At a press conference on the Bennington, Vermont campus Wednesday, SVC students laughed and cried while reflecting on Monday’s announcement that the college would close.
“Almost every student was piled in this small room, which was pretty fun to see, and President Evans had delivered the news to us. It was definitely an emotional time when he presented the news to us. President Evans himself got emotional, if you don’t mind me saying that.”
Sitting behind a table in the very room where she learned the news, student government president Allyson McNamee addressed reporters, flanked by fellow student government members Aliesha Thomas and Vanessa Kendall.
“I mean the students – and you guys can back me up with this as well – are upset.”
“This has been our home.”
The private college was facing declining enrollment and mounting debt. A day after SVC appeared before the New England Commission of Higher Education to defend its accreditation on February 28th, its board of trustees voted to preemptively close the school rather than face probation. A day later, President David Evans says he received verbal confirmation from the commission that the school had failed to maintain its accreditation.
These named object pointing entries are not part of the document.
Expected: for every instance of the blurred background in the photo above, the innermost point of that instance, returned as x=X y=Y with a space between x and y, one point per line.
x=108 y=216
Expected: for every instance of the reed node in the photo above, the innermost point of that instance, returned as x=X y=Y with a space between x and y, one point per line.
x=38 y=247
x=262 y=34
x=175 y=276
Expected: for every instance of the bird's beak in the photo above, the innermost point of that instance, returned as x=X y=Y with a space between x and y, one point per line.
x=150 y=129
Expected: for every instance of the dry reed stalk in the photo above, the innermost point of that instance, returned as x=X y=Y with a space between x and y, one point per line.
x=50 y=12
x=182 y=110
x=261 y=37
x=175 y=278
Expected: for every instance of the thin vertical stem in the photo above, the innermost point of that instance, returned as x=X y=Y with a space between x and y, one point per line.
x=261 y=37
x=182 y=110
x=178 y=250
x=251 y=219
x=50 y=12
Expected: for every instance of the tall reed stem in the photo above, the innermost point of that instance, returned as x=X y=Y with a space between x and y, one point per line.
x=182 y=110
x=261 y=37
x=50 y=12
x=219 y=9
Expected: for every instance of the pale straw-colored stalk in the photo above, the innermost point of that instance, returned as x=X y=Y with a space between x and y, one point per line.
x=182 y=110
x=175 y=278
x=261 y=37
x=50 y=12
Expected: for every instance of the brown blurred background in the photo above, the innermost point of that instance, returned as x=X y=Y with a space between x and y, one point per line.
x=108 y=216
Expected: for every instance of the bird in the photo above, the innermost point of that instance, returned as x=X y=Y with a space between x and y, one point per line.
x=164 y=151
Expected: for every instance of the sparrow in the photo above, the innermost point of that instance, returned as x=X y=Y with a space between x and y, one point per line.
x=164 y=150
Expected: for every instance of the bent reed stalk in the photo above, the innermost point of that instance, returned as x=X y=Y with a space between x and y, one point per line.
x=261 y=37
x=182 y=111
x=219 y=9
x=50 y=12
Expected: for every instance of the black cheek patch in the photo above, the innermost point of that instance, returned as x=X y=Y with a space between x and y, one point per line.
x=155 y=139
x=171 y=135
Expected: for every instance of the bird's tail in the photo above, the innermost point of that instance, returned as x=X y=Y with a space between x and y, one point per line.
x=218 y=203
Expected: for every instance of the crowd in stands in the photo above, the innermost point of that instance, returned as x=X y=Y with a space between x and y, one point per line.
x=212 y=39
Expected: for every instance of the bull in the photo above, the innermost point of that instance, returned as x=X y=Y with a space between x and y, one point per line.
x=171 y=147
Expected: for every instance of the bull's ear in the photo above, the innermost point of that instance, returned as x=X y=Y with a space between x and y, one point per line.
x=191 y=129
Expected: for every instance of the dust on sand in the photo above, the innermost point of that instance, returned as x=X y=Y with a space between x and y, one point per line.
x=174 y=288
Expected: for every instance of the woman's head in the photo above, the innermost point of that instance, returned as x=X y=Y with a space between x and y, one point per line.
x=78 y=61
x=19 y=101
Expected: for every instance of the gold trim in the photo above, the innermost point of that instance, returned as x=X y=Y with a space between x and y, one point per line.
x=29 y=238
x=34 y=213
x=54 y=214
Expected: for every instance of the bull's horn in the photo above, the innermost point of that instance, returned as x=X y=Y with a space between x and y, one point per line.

Thomas described the board’s action as “immoral” and “irrational,” suggesting it was disconnected from the impact of its decision on students and college employees alike.
“They did not give enough credit to the faculty as well, because they have done the best job with us. They have been coping themselves, because they also have families, they also have bills to pay. They have kids, they have children, and at the end of the day it was very immoral, their decision that happened really fast. And now we’re just trying to stick together and cope with it.”
SVC’s closure is part of a trend in New England. Newbury College in Brookline, Massachusetts was placed on probation by the New England Association of Schools and Colleges in 2018, and similarly has announced plans to close after its spring 2019 semester.
“I think that, personally, that the board that does these accreditation just looks stupid right now and is trying to make themselves look better," said McNamee. "Which kind of sucks for the people that are put in this situation – and that they’re not really paying attention to the lives that they’re destroying.”
Kendall said the sense of attention and support she got at the college of around 400 students was irreplaceable.
“If all these small schools are wiped out, where are students that come from low income families going to go?" she asked. "We come to these schools for a reason. And also, students who have documented learning differences, where are they going to go? We have so much better support from faculty and staff at these smaller colleges, and you go to a large school with 200 students in your class – you’re screwed, you know?”
McNamee said the administration, faculty, and staff have worked tirelessly to help students continue their education– a path that will lead some to the Berkshires.
“MCLA has been on campus to help get students transferred into their program as soon as possible," she said. "Dan, I don’t know if you mind me sharing the number – we have over 30 students who have already been accepted, and we just got the news on Monday.”
For Thomas, SVC’s fate is a macabre echo of her experience at Saint Joseph’s College, a private college of around 350 students in Rutland that lost its accreditation and faced closure in 2018.
“At the end of the day, we’re all here to accomplish a goal," she said. "I’m first generation, so my goal is to finish college – and I’m going to get there. So if I have to go through this four times, or five times, or six times, bring it at me – I’m going to get there. I’m going to get there.”